Das Ministerium für Digitales hat angekündigt, dass alle Ministerien bis Herbst einen Plan vorlegen müssen, um auf Software aus den USA zu verzichten – betroffen sind nicht nur Betriebssysteme wie Windows, sondern auch Antivirenprogramme, KI-Technologien und Datenbanken. Der Staat verfügt bereits über eigene Lösungen: Dazu zählen unter anderem “Tchap” für Messaging, “Visio” für Videokonferenzen sowie “FranceTransfert”, eine Plattform zum Datenaustausch, die alle auf französischen Servern gehostet und von der nationalen Cybersicherheitsagentur zertifiziert sind.
Der öffentliche Sektor hat Erfahrung mit dem Umstieg auf Linux. Die nationale Gendarmerie vollzog diesen Schritt bereits 2008 erfolgreich, und auch die nationale Krankenkasse kündigte an, ihre IT-Infrastruktur umstellen zu wollen. Der größte Widerstand bei diesem Übergang liegt jedoch nicht in technischen Herausforderungen, sondern im menschlichen Bereich: Es wird Zeit benötigt, um die Gewohnheiten der Staatsangestellten zu ändern und diese durch Schulungen zu unterstützen.

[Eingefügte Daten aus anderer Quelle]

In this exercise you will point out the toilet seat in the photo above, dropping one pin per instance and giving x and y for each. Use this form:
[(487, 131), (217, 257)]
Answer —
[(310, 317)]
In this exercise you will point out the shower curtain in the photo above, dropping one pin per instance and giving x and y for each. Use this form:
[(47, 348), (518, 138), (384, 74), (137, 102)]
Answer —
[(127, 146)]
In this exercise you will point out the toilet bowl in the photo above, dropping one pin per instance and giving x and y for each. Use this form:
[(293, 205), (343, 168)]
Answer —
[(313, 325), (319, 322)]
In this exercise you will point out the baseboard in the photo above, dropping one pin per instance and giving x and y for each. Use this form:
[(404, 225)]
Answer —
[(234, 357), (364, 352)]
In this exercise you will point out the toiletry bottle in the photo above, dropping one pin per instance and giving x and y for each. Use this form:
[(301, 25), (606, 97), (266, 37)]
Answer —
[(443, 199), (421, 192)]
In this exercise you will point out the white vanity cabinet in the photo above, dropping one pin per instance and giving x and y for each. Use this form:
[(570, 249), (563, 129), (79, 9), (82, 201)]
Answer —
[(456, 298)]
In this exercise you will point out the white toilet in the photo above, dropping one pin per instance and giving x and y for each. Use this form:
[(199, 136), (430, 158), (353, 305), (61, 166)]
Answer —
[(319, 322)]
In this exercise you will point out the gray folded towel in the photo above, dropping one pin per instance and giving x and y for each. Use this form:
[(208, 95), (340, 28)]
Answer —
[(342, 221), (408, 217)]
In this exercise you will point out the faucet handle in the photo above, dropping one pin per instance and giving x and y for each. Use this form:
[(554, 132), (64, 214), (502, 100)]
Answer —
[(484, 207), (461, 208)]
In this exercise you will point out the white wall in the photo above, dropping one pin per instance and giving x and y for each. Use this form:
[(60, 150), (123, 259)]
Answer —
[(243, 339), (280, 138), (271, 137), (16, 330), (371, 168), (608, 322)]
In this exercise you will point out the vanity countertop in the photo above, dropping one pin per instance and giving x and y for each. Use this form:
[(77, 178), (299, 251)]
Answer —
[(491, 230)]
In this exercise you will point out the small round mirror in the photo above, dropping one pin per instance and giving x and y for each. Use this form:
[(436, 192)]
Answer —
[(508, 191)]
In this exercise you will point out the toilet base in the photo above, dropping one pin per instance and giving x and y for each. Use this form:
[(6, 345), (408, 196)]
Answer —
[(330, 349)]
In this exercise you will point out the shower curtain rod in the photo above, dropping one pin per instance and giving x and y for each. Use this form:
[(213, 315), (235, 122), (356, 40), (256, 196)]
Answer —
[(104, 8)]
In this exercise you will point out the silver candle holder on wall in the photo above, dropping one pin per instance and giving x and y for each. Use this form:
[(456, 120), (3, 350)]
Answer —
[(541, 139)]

Die Kompatibilität stellt eine weitere Hürde dar, da nicht alle Softwarelösungen für Linux verfügbar sind. Die französische Regierung setzt sich zudem für eine gesamteuropäische Strategie ein, um souveräne digitale Tools zu entwickeln und so die Abhängigkeit von US-Dienstleistungen – auf deren Kosten Europa jährlich Milliarden ausgibt – zu reduzieren. Mit diesem Vorhaben will Frankreich eine Vorreiterrolle übernehmen.